Farah, 26, who worked for several foreign media including the BBC, had received several death threats. He was also the vice-president of RSF's partner organisation in Somalia, the National Union of Somali Journalists (NUSOJ).
Somalia is Africa’s deadliest country for journalists. Eight were killed there last year.
“We share the dreadful grief that has struck the family and colleagues of Nasteh Dahir Farah. The list of dead just goes on growing while the authorities take no steps to curb the violence which targets journalists," RSF said. “This apathy is disgraceful given the fact that the Somalia is Africa’s deadliest country for journalists,”
Nasteh Dahir Farah was elected vice-president of the NUSOJ in 2005. “No-one is protecting Somali journalists, who have become targets for all the armed groups”, the organisation’s secretary-general, Omar Faruq Osman said. “We will not stop our work because of these criminals,” he added.
“Once again a leading journalist has been struck down in appalling circumstances,” said Jim Boumelha, International Federation of Journalists (IFJ) President. “It’s time for action not words from governments to address the crisis in Somalia and to protect our people.”
Omar Faruk Osman, a member of the IFJ Executive Committee and President of NUSOJ, said Farah was killed by an unidentified group and no-one had claimed responsibility. “We are convinced he was targeted because his life had already been threatened,” he said.
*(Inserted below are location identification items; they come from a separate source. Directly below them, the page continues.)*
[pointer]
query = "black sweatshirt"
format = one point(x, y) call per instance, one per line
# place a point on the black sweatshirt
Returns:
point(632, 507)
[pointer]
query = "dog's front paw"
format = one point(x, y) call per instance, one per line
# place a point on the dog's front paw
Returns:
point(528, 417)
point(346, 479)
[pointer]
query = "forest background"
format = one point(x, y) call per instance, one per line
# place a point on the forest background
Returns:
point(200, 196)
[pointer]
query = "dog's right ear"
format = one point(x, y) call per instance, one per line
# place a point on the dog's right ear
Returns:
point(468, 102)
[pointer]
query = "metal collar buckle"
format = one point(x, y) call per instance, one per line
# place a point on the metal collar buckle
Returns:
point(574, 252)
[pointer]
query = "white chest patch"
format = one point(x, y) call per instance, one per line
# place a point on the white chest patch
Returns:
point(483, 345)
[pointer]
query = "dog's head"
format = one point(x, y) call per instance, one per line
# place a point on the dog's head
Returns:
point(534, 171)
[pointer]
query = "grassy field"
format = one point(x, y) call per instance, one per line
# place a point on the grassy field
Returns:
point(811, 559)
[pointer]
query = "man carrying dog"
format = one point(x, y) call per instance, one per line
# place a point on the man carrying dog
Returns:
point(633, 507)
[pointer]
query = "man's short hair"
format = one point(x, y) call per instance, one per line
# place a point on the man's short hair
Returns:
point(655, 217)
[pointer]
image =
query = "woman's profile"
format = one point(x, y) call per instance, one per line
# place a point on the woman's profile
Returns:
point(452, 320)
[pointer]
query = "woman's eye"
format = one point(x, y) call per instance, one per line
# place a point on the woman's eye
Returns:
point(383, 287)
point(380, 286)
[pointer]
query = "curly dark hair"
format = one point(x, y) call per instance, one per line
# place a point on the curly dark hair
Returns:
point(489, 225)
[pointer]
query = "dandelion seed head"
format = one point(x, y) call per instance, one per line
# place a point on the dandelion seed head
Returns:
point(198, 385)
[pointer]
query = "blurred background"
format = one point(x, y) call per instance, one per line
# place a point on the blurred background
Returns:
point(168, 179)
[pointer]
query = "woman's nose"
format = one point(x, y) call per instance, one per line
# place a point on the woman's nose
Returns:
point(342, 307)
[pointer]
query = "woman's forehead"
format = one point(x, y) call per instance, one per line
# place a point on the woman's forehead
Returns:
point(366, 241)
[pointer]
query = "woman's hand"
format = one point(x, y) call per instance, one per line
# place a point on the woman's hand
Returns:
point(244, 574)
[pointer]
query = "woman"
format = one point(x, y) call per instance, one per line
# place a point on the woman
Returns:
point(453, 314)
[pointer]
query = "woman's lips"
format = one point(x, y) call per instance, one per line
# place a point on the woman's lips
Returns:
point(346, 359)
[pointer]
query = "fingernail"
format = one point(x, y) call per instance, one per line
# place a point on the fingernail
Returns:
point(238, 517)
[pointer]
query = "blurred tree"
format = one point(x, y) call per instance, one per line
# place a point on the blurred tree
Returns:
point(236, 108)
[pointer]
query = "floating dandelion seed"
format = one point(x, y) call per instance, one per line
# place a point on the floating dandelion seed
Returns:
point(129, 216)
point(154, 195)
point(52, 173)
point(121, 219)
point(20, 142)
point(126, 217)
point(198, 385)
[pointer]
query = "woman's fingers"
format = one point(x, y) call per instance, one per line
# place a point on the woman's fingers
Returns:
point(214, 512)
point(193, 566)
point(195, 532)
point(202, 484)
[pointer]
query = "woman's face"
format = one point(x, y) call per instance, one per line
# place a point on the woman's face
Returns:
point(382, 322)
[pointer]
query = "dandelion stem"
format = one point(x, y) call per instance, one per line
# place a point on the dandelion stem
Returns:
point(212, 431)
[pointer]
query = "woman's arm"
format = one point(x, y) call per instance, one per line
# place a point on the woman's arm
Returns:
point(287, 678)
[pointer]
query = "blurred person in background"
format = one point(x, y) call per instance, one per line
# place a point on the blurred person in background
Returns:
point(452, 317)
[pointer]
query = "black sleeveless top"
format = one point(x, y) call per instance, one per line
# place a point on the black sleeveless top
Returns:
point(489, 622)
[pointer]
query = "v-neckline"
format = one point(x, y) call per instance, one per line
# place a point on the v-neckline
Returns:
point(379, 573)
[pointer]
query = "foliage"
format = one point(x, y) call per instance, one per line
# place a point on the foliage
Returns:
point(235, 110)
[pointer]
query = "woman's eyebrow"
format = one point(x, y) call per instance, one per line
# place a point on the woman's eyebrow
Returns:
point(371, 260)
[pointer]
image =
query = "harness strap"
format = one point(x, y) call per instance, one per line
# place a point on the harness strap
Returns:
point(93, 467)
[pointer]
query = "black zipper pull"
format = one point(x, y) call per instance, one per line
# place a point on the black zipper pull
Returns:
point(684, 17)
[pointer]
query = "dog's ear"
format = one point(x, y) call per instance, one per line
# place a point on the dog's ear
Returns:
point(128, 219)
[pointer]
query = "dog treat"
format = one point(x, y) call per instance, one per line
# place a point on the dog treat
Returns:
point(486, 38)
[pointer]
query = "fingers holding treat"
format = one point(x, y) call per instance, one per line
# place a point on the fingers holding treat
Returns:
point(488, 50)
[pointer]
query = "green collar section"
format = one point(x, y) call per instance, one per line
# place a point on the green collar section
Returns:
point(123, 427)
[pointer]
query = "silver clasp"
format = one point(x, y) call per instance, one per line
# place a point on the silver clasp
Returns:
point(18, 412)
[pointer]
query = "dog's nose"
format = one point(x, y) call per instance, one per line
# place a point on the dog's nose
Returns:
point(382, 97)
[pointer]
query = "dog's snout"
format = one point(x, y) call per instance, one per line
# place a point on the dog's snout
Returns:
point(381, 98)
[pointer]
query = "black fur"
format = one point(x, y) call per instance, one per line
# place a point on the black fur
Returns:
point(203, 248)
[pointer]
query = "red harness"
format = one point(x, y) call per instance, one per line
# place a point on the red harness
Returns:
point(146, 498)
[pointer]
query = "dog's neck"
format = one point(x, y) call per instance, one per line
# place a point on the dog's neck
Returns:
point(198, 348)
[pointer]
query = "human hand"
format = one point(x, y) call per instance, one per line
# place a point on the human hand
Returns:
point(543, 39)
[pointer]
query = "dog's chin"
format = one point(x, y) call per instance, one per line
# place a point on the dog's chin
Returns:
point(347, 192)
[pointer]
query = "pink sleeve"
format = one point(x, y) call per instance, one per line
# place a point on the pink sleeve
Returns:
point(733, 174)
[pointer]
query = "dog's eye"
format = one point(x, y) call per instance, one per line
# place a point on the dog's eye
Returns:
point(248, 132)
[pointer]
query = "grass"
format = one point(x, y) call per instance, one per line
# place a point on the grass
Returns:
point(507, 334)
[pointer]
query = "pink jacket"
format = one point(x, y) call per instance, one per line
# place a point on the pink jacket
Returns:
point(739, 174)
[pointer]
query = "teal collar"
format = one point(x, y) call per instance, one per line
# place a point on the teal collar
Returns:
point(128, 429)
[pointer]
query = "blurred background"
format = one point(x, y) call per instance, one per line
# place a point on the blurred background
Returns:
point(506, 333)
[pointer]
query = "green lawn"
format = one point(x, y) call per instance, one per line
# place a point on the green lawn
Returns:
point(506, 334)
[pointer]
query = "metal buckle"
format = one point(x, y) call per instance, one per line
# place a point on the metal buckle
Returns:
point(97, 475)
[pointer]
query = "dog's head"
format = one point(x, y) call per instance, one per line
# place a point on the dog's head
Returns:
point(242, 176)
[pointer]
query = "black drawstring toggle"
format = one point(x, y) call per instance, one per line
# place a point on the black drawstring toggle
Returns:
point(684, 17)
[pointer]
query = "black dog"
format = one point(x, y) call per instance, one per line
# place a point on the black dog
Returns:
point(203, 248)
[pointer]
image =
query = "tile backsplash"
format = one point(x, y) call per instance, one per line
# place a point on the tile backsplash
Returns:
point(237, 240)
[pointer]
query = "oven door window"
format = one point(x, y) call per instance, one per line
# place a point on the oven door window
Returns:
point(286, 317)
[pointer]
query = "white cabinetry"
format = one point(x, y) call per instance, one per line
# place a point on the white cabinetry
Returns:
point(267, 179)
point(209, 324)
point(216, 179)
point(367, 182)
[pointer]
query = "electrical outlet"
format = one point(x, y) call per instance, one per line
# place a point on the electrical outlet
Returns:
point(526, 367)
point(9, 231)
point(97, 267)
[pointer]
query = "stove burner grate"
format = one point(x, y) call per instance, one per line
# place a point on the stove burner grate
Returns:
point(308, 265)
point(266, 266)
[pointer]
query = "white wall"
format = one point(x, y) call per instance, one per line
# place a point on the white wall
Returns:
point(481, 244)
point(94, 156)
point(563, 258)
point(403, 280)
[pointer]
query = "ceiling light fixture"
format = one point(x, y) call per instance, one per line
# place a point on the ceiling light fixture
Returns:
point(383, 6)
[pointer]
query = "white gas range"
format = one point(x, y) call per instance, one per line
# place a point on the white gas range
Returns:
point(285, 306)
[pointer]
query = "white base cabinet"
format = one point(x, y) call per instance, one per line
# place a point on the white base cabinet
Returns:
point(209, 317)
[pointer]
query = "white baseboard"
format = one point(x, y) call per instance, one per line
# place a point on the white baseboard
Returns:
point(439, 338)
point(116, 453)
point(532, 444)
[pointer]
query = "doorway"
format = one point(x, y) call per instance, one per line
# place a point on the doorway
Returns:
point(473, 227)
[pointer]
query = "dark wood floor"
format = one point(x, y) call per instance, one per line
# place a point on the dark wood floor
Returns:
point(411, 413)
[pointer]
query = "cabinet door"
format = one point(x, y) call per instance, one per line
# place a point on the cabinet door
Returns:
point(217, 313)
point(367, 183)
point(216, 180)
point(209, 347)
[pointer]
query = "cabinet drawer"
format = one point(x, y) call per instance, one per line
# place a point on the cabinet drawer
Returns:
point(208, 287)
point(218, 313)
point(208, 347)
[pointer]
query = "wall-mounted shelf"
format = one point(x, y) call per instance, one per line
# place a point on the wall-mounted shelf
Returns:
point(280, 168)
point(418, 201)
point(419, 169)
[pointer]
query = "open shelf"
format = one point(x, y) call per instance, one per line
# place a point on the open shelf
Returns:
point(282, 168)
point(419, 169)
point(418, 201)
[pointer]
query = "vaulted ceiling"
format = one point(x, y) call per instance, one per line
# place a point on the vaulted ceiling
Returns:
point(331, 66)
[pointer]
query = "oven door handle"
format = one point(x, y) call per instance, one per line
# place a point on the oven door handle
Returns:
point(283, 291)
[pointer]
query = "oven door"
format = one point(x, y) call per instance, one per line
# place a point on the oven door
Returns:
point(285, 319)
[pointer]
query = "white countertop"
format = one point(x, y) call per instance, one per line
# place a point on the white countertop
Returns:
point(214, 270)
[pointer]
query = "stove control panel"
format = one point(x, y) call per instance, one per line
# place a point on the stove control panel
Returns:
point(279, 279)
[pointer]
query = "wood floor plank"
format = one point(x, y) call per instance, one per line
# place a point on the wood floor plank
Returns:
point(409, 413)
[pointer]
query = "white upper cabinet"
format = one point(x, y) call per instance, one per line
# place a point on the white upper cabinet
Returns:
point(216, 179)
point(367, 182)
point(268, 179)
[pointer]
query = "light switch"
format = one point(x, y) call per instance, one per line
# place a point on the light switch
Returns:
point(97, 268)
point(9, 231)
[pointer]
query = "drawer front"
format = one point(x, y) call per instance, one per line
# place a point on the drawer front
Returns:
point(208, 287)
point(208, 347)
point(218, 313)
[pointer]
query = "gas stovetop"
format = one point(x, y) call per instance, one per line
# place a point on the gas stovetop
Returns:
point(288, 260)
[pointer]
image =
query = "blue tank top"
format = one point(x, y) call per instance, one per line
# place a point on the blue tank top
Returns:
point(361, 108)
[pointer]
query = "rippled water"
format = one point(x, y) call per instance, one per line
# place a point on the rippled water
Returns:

He said that the lack of any viable governing authority in Somalia meant that there is no effective rule of law. “No one is protecting journalists.”
Three days ago the union had appealed to the UN Security Council to recognise the crisis facing Somali Journalists, whose lives are regularly threatened.
“There could not be more brutal nor convincing evidence of the need for an urgent international response,” said Boumelha. “We mourn the loss of a brave union leader, but we also demand action to secure the safety of all of our colleagues in Somalia.”
In January journalist Hassan Kafi Hared, 36, was killed after remote-controlled mine exploded inside a road in Siyad Village of Northern part of Kismayu. Two doctors working for Medecins Sans Frontieres and their Somali driver also died. The killers have not been found.